Ainsi s'exprimait la critique Renée Belon, après la première et seule exposition d'Andrée Simon en 1955 à la galerie de Conninck, rue des Beaux-Arts à Paris. Certes, elle avait déjà exposé quelques toiles, ses premières réalisations abstraites, aux 'Salon des réalités nouvelles" de l'immédiat après-guerre, amenée là par André Lhote, son vieil ami. Remarquée alors par un galerie new-yorkaise, qui organisera dans le même temps la première exposition de Poliakoff, elle s'était rétractée, puis réfugiée pour raison de santé et par misanthropie, à Gordes, dans le sud de la France. Elle devait y rester plus de quarante ans, dans une extrême solitude, entièrement consacrée à la peinture.
Y aurait-il des lieux privilégiés que hanterait la peinture ? Si celle-ci se vend habituellement à Paris, Londres ou New-York, elle s'y conçoit rarement. Les peintres ont souvent plus besoin d'un environnement, d'une lumière, d'un climat que d'ateliers... La Provence a inspiré, on le sait, les peintres du XIXè siècle : Cézanne qui peignit à Aix, face à la montagne Sainte-Victoire, ainsi que Van Gogh et Matisse, et un peu plus tard Picasso, qui s'installa aux pieds de la montagne Sainte-Victoire, au château de Vauvenargues.
On pourrait croire que l'abstraction, d'apparence plus dégagée des réalités environnantes ferait exception à la règle, il n'en fut rien.
Tel a été notamment le destin de Gordes, depuis que pendant la dernière guerre, le peintre André Lhote vint s'y installer.

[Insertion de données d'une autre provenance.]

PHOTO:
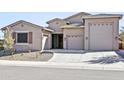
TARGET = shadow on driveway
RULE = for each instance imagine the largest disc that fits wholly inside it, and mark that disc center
(108, 59)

Avec lui, autour de lui, toute une série d'artistes qui tous allaient s'orienter vers l'abstraction, à l'étonnement irrité de ce maître du cubisme, qui laisse la place à cette nouvelle génération d'abstraits, fascinés par les compositions insolites des murs de pierres sèches, comme Vasarely, ou les ciels, si mouvants du Lubéron, comme Andrée Simon.
Andrée Simon fait partie de cette génération de peintres qui ont séjourné à Gordes, parmi lesquels Dewasne, Poliakoff, Schneider, Deyrolle, Vasarely, Loewenstein, Degottex... Aujourd'hui, Gordes en garde une trace, le musée Vasarely.
Née en 1896 en Normandie, Andrée Simon a hébergé ces peintres et les critiques R. Belon, Degand, Charles Estienne. Elle a participé à l'élaboration d'une conception sensible de la seconde génération abstraite, la "filière française", la plus lente à germer en ce XXè siècle qu'en Allemagne ou en Russie autour des Malevitch, Kandinski, Klee... Après le professorat, elle décidera durant l'été 1928, de sa vocation créatrice, en suivant le cours d'André Lhote à Mirmande, dans la Drôme, puis à Paris. Elle rencontrera plus tarde Villon et Estève. Les leçons de Lhote - avec lequel elle entretint une longue correspondance amicale, dont elle a gardé l'ensemble : deux cents lettres environ - ont marqué une génération même si celle-ci l'a, par la suite, renié. Ces rencontres déterminent l'orientation de la jeune femme qui, après une période figurative très cézannienne, s'engagera progressivement vers l'abstrait géométrique puis lyrique pour atteindre une sorte de simplicité élémentaire avec ses dernières oeuvres: collages de peintures, tons sur tons, ou dans sa monumentale série des "ciels".
Ses conceptions, marquées par la spiritualité d'un Kandinski, mais aussi par le rationalisme analytique d'un Lhote, ont porté Andrée Simon vers une peinture très construite, et en même temps tourmentée. Elle meurt à Gordes en 1981, à l'âge de 85 ans. Son oeuvre intacte et inconnue est en cours d'inventaire.